Speaking of Aberdeen: I have noticed there are a few sinisterites currently in 
Aberdeen, I have spoken to one already, and I know of at least one more. Myself 
and Sunset are having preparatory talks on the subject of a Grampian Region 
get-together (picnic??? It's never picnic weather here!!), either in Dundee or 
Aberdeen, so if anyone is interested, I'll volunteer to be 'picnic' mummy 
(eek!). If nobody else is interested, I suppose the two of us will just have to 
meet up in the pub and get drunk instead. A pub-nic, I suppose. Without the 
-nic. 

************B&S content***************
My brother has just started university in dundee, and a friend of mine was kind 
enough to drive me there to do my big-sisterly thing, and make sure he did all 
the things he was meant to, like eat, and drink water and find his timetable.
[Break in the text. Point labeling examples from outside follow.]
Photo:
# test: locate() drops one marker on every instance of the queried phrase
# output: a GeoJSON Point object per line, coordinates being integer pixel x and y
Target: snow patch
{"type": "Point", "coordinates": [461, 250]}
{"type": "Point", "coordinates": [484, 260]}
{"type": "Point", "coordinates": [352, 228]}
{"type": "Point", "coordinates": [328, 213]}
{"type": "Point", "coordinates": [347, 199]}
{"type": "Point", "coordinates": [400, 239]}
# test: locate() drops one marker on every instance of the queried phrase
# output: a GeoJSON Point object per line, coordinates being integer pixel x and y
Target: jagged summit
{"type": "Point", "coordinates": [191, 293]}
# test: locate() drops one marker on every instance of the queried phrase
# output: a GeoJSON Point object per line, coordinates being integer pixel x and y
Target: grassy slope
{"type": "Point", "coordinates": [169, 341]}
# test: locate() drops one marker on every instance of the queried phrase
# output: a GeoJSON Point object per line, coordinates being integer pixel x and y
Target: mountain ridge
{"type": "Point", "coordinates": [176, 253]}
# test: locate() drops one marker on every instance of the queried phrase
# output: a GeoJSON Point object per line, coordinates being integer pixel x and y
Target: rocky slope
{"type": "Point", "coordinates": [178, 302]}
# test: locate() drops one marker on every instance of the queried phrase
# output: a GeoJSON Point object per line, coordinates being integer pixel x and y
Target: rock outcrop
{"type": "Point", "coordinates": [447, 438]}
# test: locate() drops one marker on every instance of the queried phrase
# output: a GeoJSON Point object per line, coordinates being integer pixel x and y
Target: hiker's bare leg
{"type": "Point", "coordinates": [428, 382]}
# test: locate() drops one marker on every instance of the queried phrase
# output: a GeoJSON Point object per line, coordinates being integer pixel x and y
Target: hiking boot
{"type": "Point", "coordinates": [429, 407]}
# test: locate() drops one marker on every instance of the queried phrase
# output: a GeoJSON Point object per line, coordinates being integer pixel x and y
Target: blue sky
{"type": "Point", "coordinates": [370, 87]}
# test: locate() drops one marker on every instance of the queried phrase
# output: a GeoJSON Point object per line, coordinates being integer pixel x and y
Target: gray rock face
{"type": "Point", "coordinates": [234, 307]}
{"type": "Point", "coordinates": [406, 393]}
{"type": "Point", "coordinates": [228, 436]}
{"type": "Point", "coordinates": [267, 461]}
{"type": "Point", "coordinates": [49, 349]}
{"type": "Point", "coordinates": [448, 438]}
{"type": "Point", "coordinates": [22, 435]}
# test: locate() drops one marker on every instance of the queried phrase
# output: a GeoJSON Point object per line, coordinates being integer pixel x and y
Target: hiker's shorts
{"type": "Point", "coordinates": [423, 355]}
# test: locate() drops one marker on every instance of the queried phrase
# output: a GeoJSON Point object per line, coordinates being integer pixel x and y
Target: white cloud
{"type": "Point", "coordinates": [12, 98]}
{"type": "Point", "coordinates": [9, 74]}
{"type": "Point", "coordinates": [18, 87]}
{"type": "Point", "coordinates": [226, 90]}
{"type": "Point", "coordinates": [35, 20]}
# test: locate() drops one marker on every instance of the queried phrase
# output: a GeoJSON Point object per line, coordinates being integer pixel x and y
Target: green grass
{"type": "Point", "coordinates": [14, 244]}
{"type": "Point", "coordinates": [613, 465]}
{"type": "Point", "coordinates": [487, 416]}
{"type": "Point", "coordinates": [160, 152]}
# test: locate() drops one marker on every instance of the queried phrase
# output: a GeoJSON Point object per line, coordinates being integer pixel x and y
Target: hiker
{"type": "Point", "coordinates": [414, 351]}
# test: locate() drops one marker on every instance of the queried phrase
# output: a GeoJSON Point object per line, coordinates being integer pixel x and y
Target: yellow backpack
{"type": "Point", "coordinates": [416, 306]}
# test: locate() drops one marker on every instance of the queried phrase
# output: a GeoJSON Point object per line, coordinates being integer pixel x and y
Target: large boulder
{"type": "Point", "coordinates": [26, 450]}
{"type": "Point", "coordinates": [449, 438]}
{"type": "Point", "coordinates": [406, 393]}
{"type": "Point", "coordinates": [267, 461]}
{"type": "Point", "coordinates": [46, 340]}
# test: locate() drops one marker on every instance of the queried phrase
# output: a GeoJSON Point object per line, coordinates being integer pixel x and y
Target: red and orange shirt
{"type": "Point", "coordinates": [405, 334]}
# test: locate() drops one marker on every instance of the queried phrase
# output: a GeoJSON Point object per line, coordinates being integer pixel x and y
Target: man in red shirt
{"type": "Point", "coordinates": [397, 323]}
On 
the way, we listened to B&S in the car, and my friend was quite happy with this, 
until LLPJ came on, at which point he said "this is that one I hate!!!", and 
switched the stereo off. Even though I think it's a cracking song, his reasoning 
for hating it was actually quite well-justified. He lived in a lot of british 
holiday resorts as a child, you know the sort, Ladbrokes and Pontins and 
suchlike, because of his dad's job, and consequently he saw an AWFUL lot of 
..well, AWFUL cabaret acts. He said he likes the song, apart from the part 
where Monica Queen is singing, because it reminds him of a particular brand of 
dodgy cabaret he saw a lot of. You know the sort of thing: a short, middle-aged 
man, with a receding hairline, wearing a polyester suit with dandruff on the 
shoulders, crooning away with his face all twisted and full of "passion", 
pointing at the ladies in the audience while he sings. Then there's the 
middle-aged woman, with green sequinned cocktail dress, shoulder pads, blue 
eyeshadow, fuschia lipstick, lots of blue eyeliner, sequinned stilettos, 
starting to wail into the microphone about "the greatest love of all" or 
something along those lines. Then the little old man at the back gets his turn, 
on the organ, (this is usually the best part - and he would probably be wearing 
an old dinner suit and a polka dot bow tie, have no teeth, and sit grinning 
maniacally behind his organ) and all the old dears at the front get up and 
slow-dance at the front of the stage, before the stage has to be quickly cleared 
for the presentation of the prize for the children's fancy dress competition. 
This image has made me giggle every time I hear monica queen hitting the higher 
notes, thinking about that green sequinned dress and probably some american tan 
tights to boot.

And on that note....


Hasta luego sinister
lyns
xx

ps: If anyone is interested in the above-mentioned get-together, email me 
offlist and we can assess interest levels.